In fact, several assassination attempts of varying degrees of seriousness have been made against the reigning queen, and in one case, an assassin actually fired a gun at the monarch while she was visiting New Zealand. Fortunately, the would-be murderer missed. Unfortunately, local police tried to cover it up to avoid embarrassment.

These are the scary details behind Queen Elizabeth's assassination attempt.

A new zealand teenager wanted to raise some hell

On October 14, 1981, according to Australia's ABC News, Queen Elizabeth and her husband, Prince Philip, paid a visit to the New Zealand coastal town of Dunedin. Unbeknownst to the Queen, her security detail, and police, a local teenager was planning to see to it that it would be her last visit anywhere.

Christopher John Lewis was only 17, but already local police were aware of him. Journalist Hamish McNeilly described Lewis as a troublemaker who had been expelled from multiple schools, and who was a "hardened criminal" even before he was legally an adult.

Lewis and two buddies created a gang of sorts, known as the National Imperial Guerrilla Army, and as such, they robbed gun stores of their merchandise and, later, a post office of its cash.

For reasons perhaps no more significant than a desire to raise hell — Lewis had said he wanted to "terrorize Dunedin," according to the Sydney Morning Herald — he tried to assassinate the Queen when she came through town.

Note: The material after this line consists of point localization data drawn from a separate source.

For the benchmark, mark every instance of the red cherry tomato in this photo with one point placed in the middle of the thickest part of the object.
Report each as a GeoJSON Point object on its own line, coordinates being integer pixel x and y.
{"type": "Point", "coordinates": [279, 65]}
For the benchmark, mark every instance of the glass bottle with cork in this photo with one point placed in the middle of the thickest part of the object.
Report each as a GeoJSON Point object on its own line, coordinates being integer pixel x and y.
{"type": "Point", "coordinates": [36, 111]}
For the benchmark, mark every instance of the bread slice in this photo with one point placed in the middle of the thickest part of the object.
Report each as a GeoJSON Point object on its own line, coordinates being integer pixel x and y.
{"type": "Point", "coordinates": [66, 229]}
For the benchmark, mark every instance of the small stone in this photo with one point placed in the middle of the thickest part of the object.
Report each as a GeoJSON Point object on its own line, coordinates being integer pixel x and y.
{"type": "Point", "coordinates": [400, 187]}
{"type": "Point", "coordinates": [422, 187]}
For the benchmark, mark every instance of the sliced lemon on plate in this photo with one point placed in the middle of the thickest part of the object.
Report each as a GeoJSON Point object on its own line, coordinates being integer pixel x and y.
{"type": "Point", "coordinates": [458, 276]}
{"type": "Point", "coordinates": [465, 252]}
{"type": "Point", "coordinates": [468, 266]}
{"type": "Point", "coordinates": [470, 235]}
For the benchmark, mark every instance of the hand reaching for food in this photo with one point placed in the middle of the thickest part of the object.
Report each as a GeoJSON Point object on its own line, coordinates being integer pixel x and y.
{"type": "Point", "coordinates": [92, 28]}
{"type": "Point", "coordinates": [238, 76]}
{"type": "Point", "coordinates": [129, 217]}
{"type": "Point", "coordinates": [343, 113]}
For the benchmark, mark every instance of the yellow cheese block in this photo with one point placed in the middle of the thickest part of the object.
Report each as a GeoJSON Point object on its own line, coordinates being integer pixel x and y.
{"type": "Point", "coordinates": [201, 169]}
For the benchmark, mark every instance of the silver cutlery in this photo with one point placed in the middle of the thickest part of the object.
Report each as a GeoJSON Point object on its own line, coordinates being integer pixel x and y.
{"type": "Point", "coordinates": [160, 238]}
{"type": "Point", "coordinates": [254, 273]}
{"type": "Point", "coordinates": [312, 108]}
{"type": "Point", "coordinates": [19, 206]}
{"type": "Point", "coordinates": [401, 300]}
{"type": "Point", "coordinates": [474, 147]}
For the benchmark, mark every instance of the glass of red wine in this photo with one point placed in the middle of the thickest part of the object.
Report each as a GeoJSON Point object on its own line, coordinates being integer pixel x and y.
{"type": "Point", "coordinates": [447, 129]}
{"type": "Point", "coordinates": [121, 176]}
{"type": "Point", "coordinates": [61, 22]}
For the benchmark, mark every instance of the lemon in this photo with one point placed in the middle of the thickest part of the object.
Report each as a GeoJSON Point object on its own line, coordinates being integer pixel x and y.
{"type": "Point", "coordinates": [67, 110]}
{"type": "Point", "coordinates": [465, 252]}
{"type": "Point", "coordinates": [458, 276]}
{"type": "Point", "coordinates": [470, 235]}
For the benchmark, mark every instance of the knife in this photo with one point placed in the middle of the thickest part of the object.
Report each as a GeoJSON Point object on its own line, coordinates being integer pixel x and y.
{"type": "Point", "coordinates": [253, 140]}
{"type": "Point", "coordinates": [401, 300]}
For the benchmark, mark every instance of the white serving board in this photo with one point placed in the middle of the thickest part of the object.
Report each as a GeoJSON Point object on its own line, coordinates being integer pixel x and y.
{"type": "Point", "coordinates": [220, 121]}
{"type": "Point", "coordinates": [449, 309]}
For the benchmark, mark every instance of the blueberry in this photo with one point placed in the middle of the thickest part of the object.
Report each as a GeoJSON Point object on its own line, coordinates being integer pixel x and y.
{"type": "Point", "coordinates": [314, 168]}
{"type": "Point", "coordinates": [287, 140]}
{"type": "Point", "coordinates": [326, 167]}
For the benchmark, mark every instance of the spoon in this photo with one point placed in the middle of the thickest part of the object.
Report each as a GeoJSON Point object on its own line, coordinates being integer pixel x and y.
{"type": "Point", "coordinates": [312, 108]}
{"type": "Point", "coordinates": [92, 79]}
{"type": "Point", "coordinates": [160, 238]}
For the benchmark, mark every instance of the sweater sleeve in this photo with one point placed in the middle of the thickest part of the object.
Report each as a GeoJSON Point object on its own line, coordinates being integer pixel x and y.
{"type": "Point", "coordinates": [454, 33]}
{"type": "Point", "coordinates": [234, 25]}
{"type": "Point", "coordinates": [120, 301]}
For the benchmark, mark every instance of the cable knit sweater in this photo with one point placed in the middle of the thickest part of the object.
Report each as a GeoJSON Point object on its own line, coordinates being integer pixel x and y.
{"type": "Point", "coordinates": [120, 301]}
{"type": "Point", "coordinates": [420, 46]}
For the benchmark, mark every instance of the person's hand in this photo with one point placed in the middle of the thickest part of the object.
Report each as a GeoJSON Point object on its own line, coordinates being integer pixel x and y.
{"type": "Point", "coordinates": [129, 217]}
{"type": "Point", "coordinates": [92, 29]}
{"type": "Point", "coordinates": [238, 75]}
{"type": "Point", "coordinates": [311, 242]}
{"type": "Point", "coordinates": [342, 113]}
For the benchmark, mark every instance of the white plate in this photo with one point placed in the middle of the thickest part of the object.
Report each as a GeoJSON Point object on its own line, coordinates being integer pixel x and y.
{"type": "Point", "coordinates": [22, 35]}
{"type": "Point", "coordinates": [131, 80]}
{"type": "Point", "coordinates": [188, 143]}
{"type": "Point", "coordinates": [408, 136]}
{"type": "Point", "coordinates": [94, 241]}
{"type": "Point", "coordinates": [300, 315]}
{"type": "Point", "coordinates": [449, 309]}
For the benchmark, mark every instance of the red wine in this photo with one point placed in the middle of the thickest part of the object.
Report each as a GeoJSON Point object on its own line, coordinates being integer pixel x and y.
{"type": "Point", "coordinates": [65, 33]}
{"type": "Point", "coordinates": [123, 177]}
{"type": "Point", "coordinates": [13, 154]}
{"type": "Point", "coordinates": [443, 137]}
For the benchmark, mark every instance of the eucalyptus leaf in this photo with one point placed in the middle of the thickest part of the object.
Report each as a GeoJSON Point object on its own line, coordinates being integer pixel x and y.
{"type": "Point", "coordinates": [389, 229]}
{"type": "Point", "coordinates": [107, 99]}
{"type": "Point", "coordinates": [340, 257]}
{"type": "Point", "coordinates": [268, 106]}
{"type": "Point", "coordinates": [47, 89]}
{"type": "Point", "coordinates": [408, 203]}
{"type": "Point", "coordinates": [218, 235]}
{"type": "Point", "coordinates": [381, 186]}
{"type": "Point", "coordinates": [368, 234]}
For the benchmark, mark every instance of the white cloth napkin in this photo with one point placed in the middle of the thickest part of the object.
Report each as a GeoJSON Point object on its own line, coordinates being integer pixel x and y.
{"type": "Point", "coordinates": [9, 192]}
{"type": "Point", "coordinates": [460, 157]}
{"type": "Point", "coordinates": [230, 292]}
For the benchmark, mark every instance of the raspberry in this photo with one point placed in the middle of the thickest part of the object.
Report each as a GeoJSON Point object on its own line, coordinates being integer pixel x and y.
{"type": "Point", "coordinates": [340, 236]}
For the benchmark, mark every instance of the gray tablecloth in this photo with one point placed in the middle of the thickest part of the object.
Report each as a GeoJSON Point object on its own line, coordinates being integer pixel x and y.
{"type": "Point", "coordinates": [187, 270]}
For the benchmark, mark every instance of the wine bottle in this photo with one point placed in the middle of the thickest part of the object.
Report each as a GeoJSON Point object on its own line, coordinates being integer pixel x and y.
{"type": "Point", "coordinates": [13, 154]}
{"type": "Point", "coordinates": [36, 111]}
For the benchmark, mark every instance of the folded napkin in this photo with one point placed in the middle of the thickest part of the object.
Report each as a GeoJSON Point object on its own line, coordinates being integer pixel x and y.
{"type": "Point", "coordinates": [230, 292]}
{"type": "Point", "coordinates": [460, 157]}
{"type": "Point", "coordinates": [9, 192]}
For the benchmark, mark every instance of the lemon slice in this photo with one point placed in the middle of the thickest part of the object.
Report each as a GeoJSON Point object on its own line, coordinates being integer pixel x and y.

Lewis fired at Queen Elizabeth and missed

On the day of the assassination attempt, Lewis took a page from the book of another assassin, Lee Harvey Oswald, and took up a position on an upper floor of a building that would have a view of the Queen's motorcade, .22 rifle in hand. Even though an assassination attempt had been made on Ronald Reagan a few months earlier in a similar way, local police, for whatever reason, did not check out area buildings before the motorcade passed through, according to ABC News.

He then fired a single shot, which, fortunately for the Queen, missed, harmlessly hitting the road. How close the bullet came to hitting Her Majesty, or indeed, anyone else, remains unclear to this day.

According to Biography, because he was using such a weak weapon, and because he didn't have a great vantage point anyway, it's unlikely he could have succeeded. He reportedly even admitted failure. "Damn, I missed," he reportedly said.

New Zealand police tried to cover it up

With their Sovereign having been shot at by a local teenager, New Zealand police found themselves with a potential international incident that could jeopardize future royal visits to the country, according to Time. In order to avoid embarrassment, police attempted to cover things up, and indeed, the matter stayed covered up until 2018.

There was, of course, the matter that the sound of gunfire rang out in Dunedin that day, but police passed it off as a sign falling, according to the Sydney Morning Herald, and later, as a firecracker, according to ABC News.

Similarly, there was the inescapable fact that a crime had taken place, and the perpetrator needed to be charged with something. Treason and/or attempted murder would have made the most sense, but those charges also would have led to awkward questions for the local police, so they instead charged him with unrelated firearms and robbery charges. Lewis took his own life while in prison, in 1997.